The above Lagrangian has $\partial \mathcal L/\partial t = k\dot x $ but I call that dependency fake (or as the experts like to say, "spurious") because it has the same equations of motion as this other Lagrangian:

$$ \mathcal L = \frac{m}{2}\dot x^2-kx $$

which has no explicit time dependency whatsoever, so energy is conserved. Specifically, this happened because you can shift derivatives around in your Lagrangian using integration by parts at the level of the action.

Similarly, the following Lagrangian

$$ \mathcal L = \frac{m}{2}\dot x^2+gt $$

also has a fake explicit time dependency, since you can remove $gt$ which is just a total time derivative, equivalent to a boundary term in the action.

On the other hand, the Lagrangian with variable mass

$$ \mathcal L = \frac{m(t)}{2}\dot x^2 $$

is bonafide explicit time-dependent. There's no trick here to avoid it; $\partial \mathcal L/\partial t \ne 0$ no matter what legal modifications you perform.

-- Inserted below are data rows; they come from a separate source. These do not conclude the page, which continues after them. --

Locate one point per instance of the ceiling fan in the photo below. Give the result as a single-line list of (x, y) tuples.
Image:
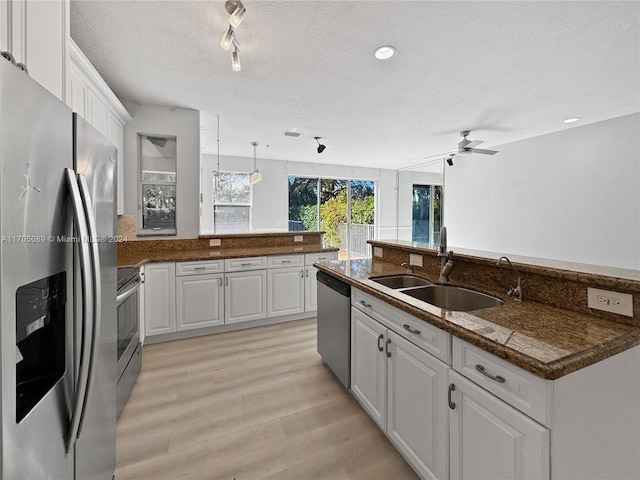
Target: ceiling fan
[(468, 146)]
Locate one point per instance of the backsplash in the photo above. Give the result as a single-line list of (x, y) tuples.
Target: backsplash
[(552, 286)]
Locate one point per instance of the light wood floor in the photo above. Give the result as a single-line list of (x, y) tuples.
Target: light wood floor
[(251, 404)]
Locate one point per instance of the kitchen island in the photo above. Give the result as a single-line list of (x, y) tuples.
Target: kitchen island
[(524, 390)]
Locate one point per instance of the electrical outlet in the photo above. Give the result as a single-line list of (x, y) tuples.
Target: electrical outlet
[(614, 302), (415, 260)]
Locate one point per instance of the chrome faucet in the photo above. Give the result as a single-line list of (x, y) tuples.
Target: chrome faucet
[(517, 290), (446, 258), (408, 265)]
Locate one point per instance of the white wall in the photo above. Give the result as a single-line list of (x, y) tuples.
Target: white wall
[(270, 211), (184, 124), (572, 195)]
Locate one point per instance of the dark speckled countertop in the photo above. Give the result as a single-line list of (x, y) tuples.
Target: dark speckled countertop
[(139, 258), (547, 341)]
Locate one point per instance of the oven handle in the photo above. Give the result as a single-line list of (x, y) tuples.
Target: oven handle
[(127, 293)]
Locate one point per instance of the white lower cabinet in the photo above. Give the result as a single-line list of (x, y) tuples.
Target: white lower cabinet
[(286, 291), (160, 298), (490, 439), (199, 301), (403, 388), (245, 296)]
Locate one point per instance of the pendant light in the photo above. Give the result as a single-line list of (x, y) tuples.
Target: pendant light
[(256, 176)]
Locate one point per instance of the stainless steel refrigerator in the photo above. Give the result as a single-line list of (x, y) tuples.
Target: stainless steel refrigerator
[(57, 288)]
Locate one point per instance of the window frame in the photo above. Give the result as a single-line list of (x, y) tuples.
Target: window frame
[(215, 204)]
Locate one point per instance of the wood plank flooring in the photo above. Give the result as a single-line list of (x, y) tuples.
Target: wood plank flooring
[(244, 405)]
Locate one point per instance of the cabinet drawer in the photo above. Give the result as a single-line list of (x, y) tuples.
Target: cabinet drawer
[(199, 268), (285, 261), (519, 388), (311, 258), (431, 339), (241, 264)]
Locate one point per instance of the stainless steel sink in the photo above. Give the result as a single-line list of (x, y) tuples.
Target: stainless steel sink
[(453, 298), (400, 281)]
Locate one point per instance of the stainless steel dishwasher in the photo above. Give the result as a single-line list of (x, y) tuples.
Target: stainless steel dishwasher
[(334, 326)]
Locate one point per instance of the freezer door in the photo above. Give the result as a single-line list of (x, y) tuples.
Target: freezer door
[(35, 228), (95, 162)]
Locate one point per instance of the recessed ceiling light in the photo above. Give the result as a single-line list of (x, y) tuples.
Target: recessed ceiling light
[(384, 52)]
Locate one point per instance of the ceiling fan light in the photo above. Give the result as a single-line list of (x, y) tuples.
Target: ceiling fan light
[(238, 15), (235, 61), (227, 38)]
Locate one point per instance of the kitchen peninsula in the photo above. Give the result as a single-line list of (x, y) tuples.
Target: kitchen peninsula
[(543, 388)]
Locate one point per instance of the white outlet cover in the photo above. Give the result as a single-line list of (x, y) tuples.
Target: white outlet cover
[(608, 301), (415, 259)]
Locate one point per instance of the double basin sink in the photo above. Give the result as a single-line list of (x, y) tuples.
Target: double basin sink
[(448, 297)]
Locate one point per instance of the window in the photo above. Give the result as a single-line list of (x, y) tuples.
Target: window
[(231, 202), (343, 209), (157, 185), (427, 219)]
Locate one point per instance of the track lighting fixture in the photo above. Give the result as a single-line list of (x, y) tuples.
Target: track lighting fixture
[(256, 176), (235, 60), (237, 12), (227, 38), (320, 146)]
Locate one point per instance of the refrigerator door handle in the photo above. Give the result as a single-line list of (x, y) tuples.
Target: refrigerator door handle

Finally, the following Lagrangian has a mixture of real and false explicit time-dependencies:

$$ \mathcal L = \frac{m(t)}{2}\dot x^2 -kx +gt $$

Its true explicit time dependency would be defined as $\partial \mathcal L/\partial t$ after all integration by parts that could be performed have been done so and all total derivatives have been removed. Therefore, the question is:

Given a generic Lagrangian, can its true explicit time dependency be determined in general?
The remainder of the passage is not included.